C-PAC's frequency_filter node calls bandpass_voxels (in CPAC/nuisance/bandpass.py) which reads the TR from the NIfTI header of the template-space residuals image. After ANTs resampling to template space, the pixdim[4] (TR) in the NIfTI header is set to 1.0 instead of the original repetition time (2.0 for ds000001).
Verified from the working directory:
tests/data/cpac_outputs/ds000001/working/.../nuisance_regression_template_36-parameter_212/
.../frequency_filter/_inputs.pklz
-> realigned_file: .../residuals.nii.gz (header has TR=1.0)
-> bandpass_freqs: [0.01, 0.1]
-> sample_period: (not connected, reads from nifti)
The ideal_bandpass function uses sample_period to compute FFT frequency bin indices. With TR=1.0 instead of 2.0, the effective passband is 0.005-0.05 Hz (half the intended 0.01-0.1 Hz range). This affects both the BOLD bandpass filtering and the regressor bandpass filtering.
Confirmed by reproducing the filter: applying ideal_bandpass with TR=1.0 to C-PAC's raw regressors produces r=1.000 correlation with C-PAC's exported filtered regressors, while TR=2.0 (correct) produces r=0.758.
This bug affects all outputs downstream of the frequency filter: cleaned BOLD, ReHo, timeseries extraction, and connectivity matrices. ALFF/fALFF are also affected since they are computed from the bandpassed BOLD.
The XCP-style QC file reports meanDVFinal and motionDVCorrFinal as post-regression DVARS metrics (per the XCP dictionary: "correlation of RMS and DVARS after regression"). However, inspecting the C-PAC source code (xcp.py) reveals that both DVInit and DVFinal are computed from the same pre-nuisance regression BOLD input.
This was confirmed empirically: meanDVInit = meanDVFinal and motionDVCorrInit = motionDVCorrFinal for every subject across all three datasets (HBN, PNC, NKI) during the small benchmarking study.
In contrast, RBC correctly computes DVFinal from the post-regression bandpass-filtered BOLD (cleaned_bold), as intended.
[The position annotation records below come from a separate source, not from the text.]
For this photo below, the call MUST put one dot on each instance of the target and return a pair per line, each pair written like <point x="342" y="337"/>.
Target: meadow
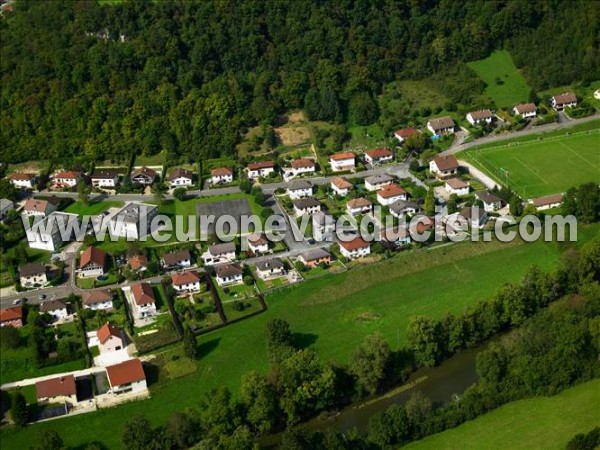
<point x="506" y="86"/>
<point x="537" y="423"/>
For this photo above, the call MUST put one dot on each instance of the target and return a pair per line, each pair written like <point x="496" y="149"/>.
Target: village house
<point x="228" y="274"/>
<point x="441" y="125"/>
<point x="443" y="166"/>
<point x="480" y="117"/>
<point x="300" y="189"/>
<point x="61" y="389"/>
<point x="221" y="175"/>
<point x="181" y="178"/>
<point x="186" y="282"/>
<point x="42" y="208"/>
<point x="457" y="186"/>
<point x="33" y="274"/>
<point x="356" y="248"/>
<point x="92" y="262"/>
<point x="564" y="100"/>
<point x="379" y="156"/>
<point x="390" y="194"/>
<point x="271" y="268"/>
<point x="22" y="180"/>
<point x="341" y="186"/>
<point x="105" y="178"/>
<point x="11" y="317"/>
<point x="144" y="176"/>
<point x="525" y="110"/>
<point x="314" y="257"/>
<point x="179" y="259"/>
<point x="111" y="338"/>
<point x="547" y="202"/>
<point x="358" y="206"/>
<point x="144" y="303"/>
<point x="97" y="300"/>
<point x="376" y="182"/>
<point x="306" y="206"/>
<point x="260" y="169"/>
<point x="127" y="377"/>
<point x="258" y="243"/>
<point x="341" y="162"/>
<point x="219" y="253"/>
<point x="490" y="201"/>
<point x="66" y="178"/>
<point x="404" y="133"/>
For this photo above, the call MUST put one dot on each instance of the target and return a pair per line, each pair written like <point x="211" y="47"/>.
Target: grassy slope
<point x="399" y="288"/>
<point x="538" y="423"/>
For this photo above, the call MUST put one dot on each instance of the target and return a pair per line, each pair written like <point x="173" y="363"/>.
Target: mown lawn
<point x="332" y="314"/>
<point x="538" y="423"/>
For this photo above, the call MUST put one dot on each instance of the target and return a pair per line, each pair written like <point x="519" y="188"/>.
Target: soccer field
<point x="542" y="167"/>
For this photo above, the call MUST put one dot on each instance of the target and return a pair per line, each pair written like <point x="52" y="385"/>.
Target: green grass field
<point x="539" y="423"/>
<point x="542" y="167"/>
<point x="332" y="314"/>
<point x="499" y="65"/>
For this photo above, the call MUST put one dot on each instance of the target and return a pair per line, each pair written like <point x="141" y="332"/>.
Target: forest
<point x="85" y="82"/>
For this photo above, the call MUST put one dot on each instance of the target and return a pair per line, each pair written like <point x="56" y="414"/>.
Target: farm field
<point x="499" y="67"/>
<point x="537" y="423"/>
<point x="542" y="167"/>
<point x="332" y="314"/>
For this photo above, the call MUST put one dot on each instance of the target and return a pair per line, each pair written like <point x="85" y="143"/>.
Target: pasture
<point x="536" y="423"/>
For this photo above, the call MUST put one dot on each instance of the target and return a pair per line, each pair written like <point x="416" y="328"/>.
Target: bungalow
<point x="260" y="169"/>
<point x="179" y="259"/>
<point x="61" y="389"/>
<point x="144" y="303"/>
<point x="404" y="133"/>
<point x="306" y="206"/>
<point x="300" y="189"/>
<point x="97" y="300"/>
<point x="547" y="202"/>
<point x="33" y="274"/>
<point x="127" y="377"/>
<point x="22" y="180"/>
<point x="358" y="206"/>
<point x="457" y="186"/>
<point x="314" y="257"/>
<point x="68" y="178"/>
<point x="56" y="308"/>
<point x="525" y="110"/>
<point x="271" y="268"/>
<point x="341" y="162"/>
<point x="181" y="177"/>
<point x="219" y="253"/>
<point x="441" y="125"/>
<point x="11" y="317"/>
<point x="221" y="175"/>
<point x="228" y="274"/>
<point x="258" y="243"/>
<point x="564" y="100"/>
<point x="111" y="338"/>
<point x="479" y="117"/>
<point x="443" y="166"/>
<point x="340" y="186"/>
<point x="144" y="176"/>
<point x="376" y="182"/>
<point x="43" y="208"/>
<point x="356" y="248"/>
<point x="490" y="201"/>
<point x="92" y="262"/>
<point x="379" y="156"/>
<point x="105" y="178"/>
<point x="186" y="282"/>
<point x="390" y="194"/>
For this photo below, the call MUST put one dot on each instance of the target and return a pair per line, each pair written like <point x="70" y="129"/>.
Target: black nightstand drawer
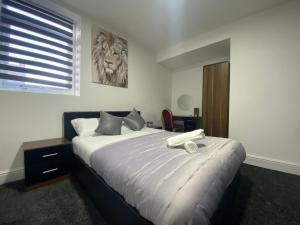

The logs show two separate mcflirt runs: one on post-STC data (path 97, used for template-space outputs via single-step resampling) and one on pre-STC data (path 85, used for derivative-space outputs). The single-step resampling path does not use the mcflirt-corrected BOLD directly; it applies per-volume motion .mat transforms alongside BBR and anat-to-template warps in one interpolation pass. The mcflirt-corrected output from path 97 is only used for masking and BBR estimation. This is not incorrect (fewer interpolation passes is better), but the duplication is confusing.